We call the functions pycondusco runs pipelines, and define a pipeline as a function that accepts a list of parameters and does something based on the values of the parameters.

The most common use case for pycondusco are data pipelines. For data pipelines that primarily run SQL queries, we can template queries with a library (ie. pystache), so that parametrized values are separated from the query logic.
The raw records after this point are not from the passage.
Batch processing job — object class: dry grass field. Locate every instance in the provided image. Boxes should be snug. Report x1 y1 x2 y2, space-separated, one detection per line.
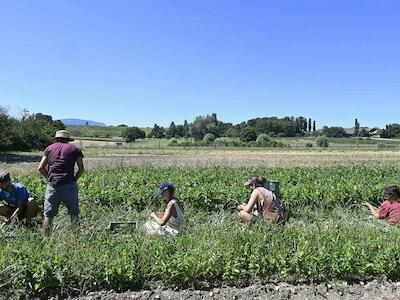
0 148 400 175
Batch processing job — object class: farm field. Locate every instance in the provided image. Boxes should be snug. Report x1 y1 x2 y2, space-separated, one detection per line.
0 159 400 297
0 147 400 175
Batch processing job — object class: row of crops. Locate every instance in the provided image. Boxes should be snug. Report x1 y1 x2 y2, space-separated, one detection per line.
0 166 400 297
20 166 400 210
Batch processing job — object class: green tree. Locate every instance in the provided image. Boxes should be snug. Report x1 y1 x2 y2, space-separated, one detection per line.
322 126 347 138
257 133 272 146
354 118 360 136
149 124 165 139
122 127 146 143
240 126 257 143
166 122 177 138
316 135 329 148
183 120 190 138
203 133 215 144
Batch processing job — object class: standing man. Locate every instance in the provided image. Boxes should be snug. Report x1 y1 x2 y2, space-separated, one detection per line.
38 130 84 236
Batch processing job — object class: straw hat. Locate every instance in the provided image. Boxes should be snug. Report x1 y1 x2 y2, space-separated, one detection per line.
54 130 74 141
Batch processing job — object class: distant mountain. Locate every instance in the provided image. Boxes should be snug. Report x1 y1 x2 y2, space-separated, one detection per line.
61 119 107 127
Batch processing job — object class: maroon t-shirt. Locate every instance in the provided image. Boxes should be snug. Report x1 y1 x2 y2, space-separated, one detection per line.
379 200 400 225
44 143 83 178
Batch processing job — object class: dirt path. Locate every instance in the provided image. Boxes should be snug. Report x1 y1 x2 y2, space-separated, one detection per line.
70 280 400 300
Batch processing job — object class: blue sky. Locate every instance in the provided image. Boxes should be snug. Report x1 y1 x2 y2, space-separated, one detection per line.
0 0 400 127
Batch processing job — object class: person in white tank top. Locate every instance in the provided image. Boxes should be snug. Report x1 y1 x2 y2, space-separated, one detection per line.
145 181 184 235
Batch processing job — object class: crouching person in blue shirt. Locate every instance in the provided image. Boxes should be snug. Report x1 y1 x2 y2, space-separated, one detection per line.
0 172 39 225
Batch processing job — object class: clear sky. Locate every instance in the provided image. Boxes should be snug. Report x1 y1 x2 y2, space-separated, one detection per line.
0 0 400 127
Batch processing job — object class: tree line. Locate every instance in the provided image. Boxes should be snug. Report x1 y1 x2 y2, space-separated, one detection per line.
0 106 65 151
123 113 316 142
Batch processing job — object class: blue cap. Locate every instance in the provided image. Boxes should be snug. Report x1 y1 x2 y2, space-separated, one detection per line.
154 181 174 197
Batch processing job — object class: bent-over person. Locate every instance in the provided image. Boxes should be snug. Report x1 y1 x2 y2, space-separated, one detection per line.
145 181 184 236
38 130 84 235
364 184 400 225
0 171 39 225
238 176 284 224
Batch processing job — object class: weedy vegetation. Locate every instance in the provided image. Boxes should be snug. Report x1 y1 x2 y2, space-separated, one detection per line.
0 165 400 297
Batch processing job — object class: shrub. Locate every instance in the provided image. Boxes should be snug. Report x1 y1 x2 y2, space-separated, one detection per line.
214 137 233 147
240 126 257 143
168 138 178 146
203 133 215 144
257 133 272 146
316 135 329 148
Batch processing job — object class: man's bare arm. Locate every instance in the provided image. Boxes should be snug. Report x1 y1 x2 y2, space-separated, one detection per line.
364 202 381 219
38 156 49 180
75 157 85 181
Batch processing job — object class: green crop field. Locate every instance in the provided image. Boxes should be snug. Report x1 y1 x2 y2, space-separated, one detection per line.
0 165 400 297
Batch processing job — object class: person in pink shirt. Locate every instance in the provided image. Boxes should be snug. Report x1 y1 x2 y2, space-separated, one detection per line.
364 184 400 225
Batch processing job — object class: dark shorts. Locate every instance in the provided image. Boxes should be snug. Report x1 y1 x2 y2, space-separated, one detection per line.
44 182 79 218
0 204 17 218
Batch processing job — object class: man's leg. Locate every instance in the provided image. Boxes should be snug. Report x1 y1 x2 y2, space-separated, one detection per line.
239 210 257 224
43 217 53 237
43 184 60 236
25 197 39 222
0 204 12 219
63 182 79 231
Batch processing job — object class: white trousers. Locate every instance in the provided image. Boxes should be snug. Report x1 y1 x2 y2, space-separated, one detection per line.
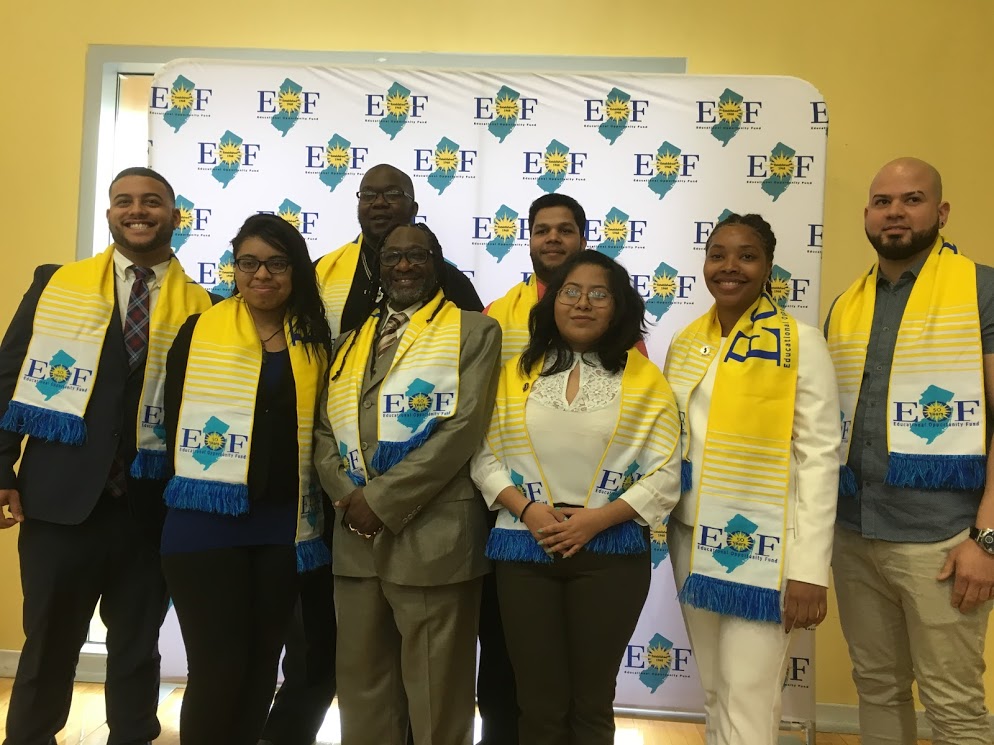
668 520 790 745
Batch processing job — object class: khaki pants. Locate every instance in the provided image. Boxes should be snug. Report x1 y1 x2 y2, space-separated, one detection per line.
832 528 994 745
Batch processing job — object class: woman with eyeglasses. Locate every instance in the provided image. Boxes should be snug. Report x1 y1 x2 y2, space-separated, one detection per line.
666 214 841 745
472 251 680 745
162 215 331 745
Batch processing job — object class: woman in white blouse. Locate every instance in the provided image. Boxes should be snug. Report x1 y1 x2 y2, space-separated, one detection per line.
472 251 680 745
666 215 840 745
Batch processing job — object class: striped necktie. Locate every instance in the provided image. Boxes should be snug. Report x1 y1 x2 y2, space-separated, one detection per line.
376 313 407 357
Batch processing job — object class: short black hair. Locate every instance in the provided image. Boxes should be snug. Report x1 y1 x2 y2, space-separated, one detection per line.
528 192 587 235
107 166 176 204
519 251 646 375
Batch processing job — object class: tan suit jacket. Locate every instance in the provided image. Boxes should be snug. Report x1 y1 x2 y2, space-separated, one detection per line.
314 311 501 586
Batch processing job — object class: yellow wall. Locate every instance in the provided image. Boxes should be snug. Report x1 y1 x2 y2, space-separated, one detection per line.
0 0 994 703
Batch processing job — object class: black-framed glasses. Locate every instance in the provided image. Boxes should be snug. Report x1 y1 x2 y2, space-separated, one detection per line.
355 189 414 204
380 248 431 266
556 285 611 308
235 256 290 274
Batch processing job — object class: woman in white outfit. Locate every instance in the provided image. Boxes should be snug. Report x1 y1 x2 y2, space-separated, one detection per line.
666 214 841 745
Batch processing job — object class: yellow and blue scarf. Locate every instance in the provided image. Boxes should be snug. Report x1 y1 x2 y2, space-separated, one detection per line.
328 292 462 486
0 246 211 479
666 294 799 623
165 296 331 572
828 236 987 496
487 350 680 563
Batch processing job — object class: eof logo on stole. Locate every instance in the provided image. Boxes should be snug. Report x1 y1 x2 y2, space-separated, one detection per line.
473 85 538 142
621 633 693 693
770 264 811 310
178 416 248 471
257 78 321 137
697 88 763 147
197 129 262 189
472 204 528 264
148 75 214 133
366 81 428 140
522 139 587 194
746 142 814 202
304 132 369 191
414 137 478 195
633 140 701 199
584 87 649 145
21 349 93 401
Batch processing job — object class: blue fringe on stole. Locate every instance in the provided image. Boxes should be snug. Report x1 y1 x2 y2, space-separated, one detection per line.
884 453 987 491
297 536 331 574
131 449 171 481
163 476 249 515
839 465 859 497
0 401 86 445
370 417 439 473
680 460 694 493
680 574 783 623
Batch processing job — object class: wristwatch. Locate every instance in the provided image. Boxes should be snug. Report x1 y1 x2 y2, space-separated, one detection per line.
970 528 994 555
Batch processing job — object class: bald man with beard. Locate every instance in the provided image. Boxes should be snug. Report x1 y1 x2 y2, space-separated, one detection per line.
826 158 994 745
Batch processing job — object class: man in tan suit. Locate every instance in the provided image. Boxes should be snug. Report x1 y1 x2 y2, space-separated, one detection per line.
315 225 501 745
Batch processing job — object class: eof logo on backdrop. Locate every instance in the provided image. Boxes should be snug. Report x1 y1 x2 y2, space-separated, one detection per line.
147 60 824 717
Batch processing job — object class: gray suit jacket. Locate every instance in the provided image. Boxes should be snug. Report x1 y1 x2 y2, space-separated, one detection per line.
314 311 501 587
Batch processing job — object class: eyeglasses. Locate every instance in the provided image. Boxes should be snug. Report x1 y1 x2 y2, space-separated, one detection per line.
235 256 290 274
355 189 414 204
556 287 611 308
380 248 431 266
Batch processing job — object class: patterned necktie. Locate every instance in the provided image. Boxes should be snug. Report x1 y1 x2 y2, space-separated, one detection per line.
376 313 407 357
124 264 154 370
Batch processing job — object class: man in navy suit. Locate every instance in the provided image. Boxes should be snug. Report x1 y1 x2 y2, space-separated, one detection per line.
0 168 206 745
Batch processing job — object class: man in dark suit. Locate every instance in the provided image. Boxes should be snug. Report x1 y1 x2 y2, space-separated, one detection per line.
0 168 210 745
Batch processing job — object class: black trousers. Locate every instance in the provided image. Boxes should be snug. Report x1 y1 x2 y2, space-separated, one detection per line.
4 496 166 745
262 567 338 745
162 546 297 745
497 551 652 745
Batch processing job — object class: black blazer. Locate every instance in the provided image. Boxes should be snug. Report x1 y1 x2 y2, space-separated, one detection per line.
0 264 163 525
164 313 300 504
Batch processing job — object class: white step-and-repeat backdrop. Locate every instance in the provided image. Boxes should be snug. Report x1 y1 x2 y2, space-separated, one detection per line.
149 60 828 721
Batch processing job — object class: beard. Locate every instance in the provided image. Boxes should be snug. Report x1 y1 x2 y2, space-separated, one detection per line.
108 223 173 253
866 220 939 261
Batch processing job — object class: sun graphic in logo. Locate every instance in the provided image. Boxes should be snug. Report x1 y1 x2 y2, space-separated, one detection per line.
177 207 193 230
169 85 193 111
494 96 520 119
545 150 569 174
605 98 632 122
656 150 680 176
217 140 242 166
435 147 459 171
494 215 517 240
217 261 235 285
727 530 756 553
770 277 790 304
770 153 794 178
204 432 224 450
922 401 953 422
407 393 431 411
280 207 300 230
652 272 676 297
324 145 349 168
604 217 628 241
646 646 673 670
48 365 69 383
276 89 300 114
718 98 742 124
387 93 411 116
649 523 668 546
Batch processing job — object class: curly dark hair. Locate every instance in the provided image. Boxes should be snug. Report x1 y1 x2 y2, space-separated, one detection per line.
231 214 334 356
519 251 646 375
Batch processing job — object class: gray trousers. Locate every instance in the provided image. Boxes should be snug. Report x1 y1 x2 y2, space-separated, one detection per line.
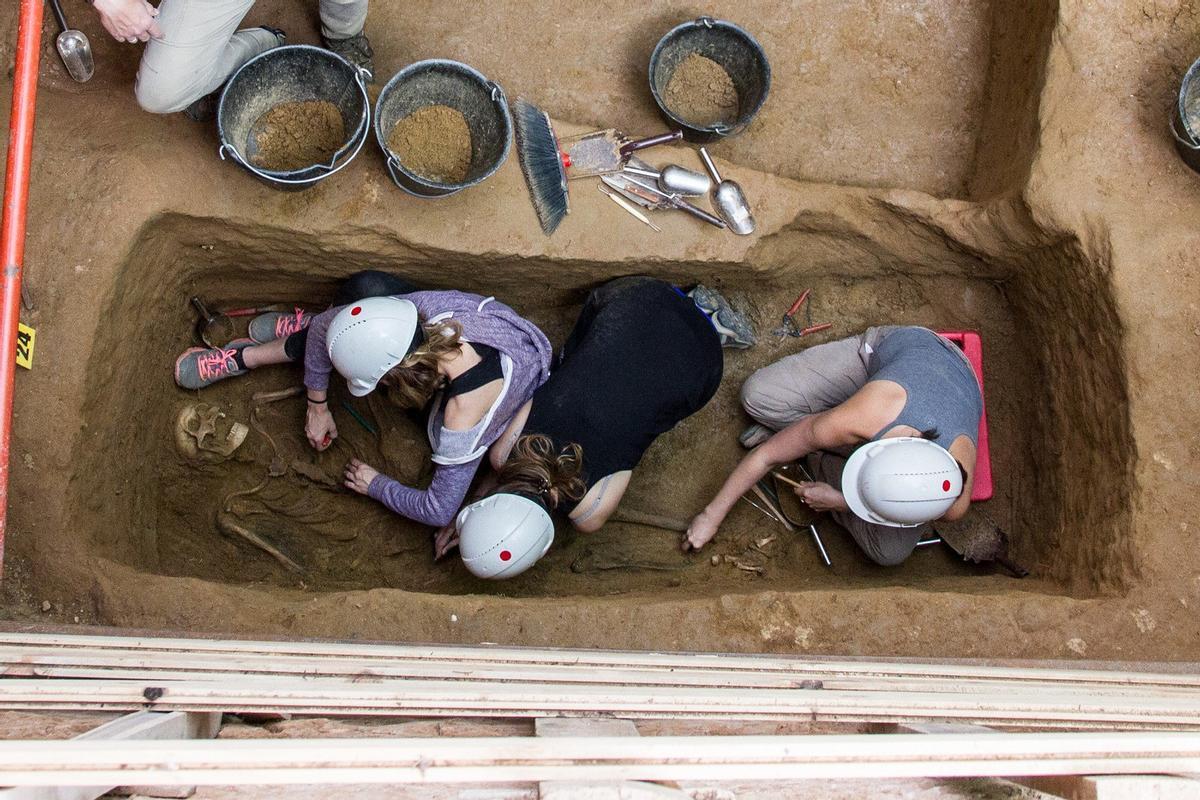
742 326 930 566
133 0 367 114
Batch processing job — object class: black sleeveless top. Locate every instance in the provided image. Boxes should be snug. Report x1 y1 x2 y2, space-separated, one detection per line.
445 342 504 399
523 278 724 488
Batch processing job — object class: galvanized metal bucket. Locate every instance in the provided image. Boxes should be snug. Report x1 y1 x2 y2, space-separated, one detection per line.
374 59 512 198
649 17 770 143
1171 59 1200 173
217 44 371 192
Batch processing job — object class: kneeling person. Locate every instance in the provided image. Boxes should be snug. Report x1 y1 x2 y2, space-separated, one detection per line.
684 326 983 566
442 277 730 578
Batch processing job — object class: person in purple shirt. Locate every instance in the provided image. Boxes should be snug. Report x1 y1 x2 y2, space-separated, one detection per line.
175 270 552 527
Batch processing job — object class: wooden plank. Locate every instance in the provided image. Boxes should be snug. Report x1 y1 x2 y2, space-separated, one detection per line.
533 717 641 736
0 733 1200 786
0 679 1200 728
1009 775 1200 800
7 645 1200 697
0 632 1200 686
0 711 221 800
534 717 691 800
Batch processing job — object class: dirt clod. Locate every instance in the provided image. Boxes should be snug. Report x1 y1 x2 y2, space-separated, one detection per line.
250 100 346 172
666 53 738 127
388 106 470 184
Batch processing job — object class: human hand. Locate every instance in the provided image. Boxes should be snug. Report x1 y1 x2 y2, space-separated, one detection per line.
304 403 337 451
433 522 458 561
344 458 379 494
680 510 721 553
792 481 848 512
92 0 162 44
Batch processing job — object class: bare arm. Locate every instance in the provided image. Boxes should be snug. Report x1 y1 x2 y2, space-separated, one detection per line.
683 381 904 549
569 469 634 534
94 0 162 43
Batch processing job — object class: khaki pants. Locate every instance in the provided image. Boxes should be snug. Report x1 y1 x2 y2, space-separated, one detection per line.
133 0 367 114
742 326 930 566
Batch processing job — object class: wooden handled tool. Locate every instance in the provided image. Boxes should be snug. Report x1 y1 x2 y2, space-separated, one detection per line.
558 128 683 180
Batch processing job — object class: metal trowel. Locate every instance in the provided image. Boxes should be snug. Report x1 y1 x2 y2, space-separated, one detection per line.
47 0 96 83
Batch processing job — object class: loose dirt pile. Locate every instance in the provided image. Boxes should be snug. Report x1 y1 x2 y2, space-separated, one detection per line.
250 100 346 173
388 106 470 184
666 53 738 127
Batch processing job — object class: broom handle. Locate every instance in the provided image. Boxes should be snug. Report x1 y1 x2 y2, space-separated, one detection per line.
620 131 683 156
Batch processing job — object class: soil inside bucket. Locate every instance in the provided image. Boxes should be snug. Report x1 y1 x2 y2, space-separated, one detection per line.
388 106 470 184
250 100 346 173
666 53 739 127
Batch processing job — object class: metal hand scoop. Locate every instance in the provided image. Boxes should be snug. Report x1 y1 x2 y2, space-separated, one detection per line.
700 148 755 236
49 0 96 83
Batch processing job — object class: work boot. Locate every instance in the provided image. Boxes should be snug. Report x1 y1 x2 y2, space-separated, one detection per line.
184 25 288 122
175 339 254 389
247 308 312 344
688 284 756 349
320 31 374 83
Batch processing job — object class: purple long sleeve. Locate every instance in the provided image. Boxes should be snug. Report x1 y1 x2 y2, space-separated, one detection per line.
367 458 484 528
304 306 346 391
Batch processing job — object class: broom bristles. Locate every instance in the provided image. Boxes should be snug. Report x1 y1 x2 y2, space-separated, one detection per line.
512 97 570 236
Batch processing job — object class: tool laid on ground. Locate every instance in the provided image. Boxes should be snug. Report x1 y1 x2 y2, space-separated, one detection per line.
512 97 570 236
48 0 96 83
608 506 691 534
774 289 833 338
342 401 379 437
772 462 833 566
559 128 683 180
624 175 725 228
932 509 1030 578
596 184 662 233
700 148 755 236
512 97 683 236
190 296 283 347
622 161 713 197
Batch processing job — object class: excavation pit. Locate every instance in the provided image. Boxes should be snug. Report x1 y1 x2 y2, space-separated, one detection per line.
60 208 1129 634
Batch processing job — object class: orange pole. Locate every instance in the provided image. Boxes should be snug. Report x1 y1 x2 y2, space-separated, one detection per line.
0 0 42 571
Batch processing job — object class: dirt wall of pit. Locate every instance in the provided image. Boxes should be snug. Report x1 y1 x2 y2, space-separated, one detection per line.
0 2 1200 660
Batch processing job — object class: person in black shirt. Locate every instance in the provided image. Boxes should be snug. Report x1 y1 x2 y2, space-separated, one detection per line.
438 277 736 578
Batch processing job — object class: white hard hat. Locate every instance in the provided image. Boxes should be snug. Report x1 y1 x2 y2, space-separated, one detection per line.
841 437 962 528
455 492 554 581
325 297 420 397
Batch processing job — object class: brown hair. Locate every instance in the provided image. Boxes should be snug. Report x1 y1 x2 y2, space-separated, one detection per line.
497 433 588 509
379 319 462 408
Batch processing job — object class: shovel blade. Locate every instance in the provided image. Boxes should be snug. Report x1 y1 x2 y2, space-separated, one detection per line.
54 30 96 83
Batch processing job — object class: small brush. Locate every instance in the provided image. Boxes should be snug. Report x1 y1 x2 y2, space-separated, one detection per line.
512 97 570 236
We can then render the query with the appropriate values:

import pycondusco
from pycondusco.run_pipeline import run_pipeline
import pystache

json_string = '{"first_name": "First", "last_name":"Last"}'

params = [
    {
        'k1':'v1',
        'k2':'v2',
    },
    {
        'k1':'v1',
        'k2': json_string,
    },
]

def pipeline(params):
    print pystache.render('k1 value is {{k1}}, k2 is {{k2}}',params)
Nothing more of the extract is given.